Eclectochromis lobochilus
- Conservation status: Least Concern (IUCN 3.1)

Scientific classification
- Kingdom: Animalia
- Phylum: Chordata
- Class: Actinopterygii
- Order: Cichliformes
- Family: Cichlidae
- Genus: Eclectochromis
- Species: E. lobochilus
- Binomial name: Eclectochromis lobochilus (Trewavas, 1935)
- Synonyms: Haplochromis lobochilus Trewavas, 1935 ;

= Eclectochromis lobochilus =

- Authority: (Trewavas, 1935)
- Conservation status: LC

Species of fish

Eclectochromis lobochilus is a species of fish in the family Cichlidae. It is found in Malawi, Mozambique, and Tanzania. Its endemic to Lake Malawi.

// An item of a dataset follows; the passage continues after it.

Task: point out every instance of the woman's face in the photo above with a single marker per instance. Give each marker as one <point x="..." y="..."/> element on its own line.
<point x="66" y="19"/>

This species is found along rocky shores and sometimes in the intermediate habitat between sandy and rock areas. It occurs at depths of 5–15 m. It feeds on invertebrates, mainly adult and larval in insects, that hide among aquatic vegetation or algae. The breeding males defend a cave among the rocks. The females mouthbrood the eggs and fry, guarding them after they have been released. This species is known as "Haplochromis Hertae" in the aquarium trade.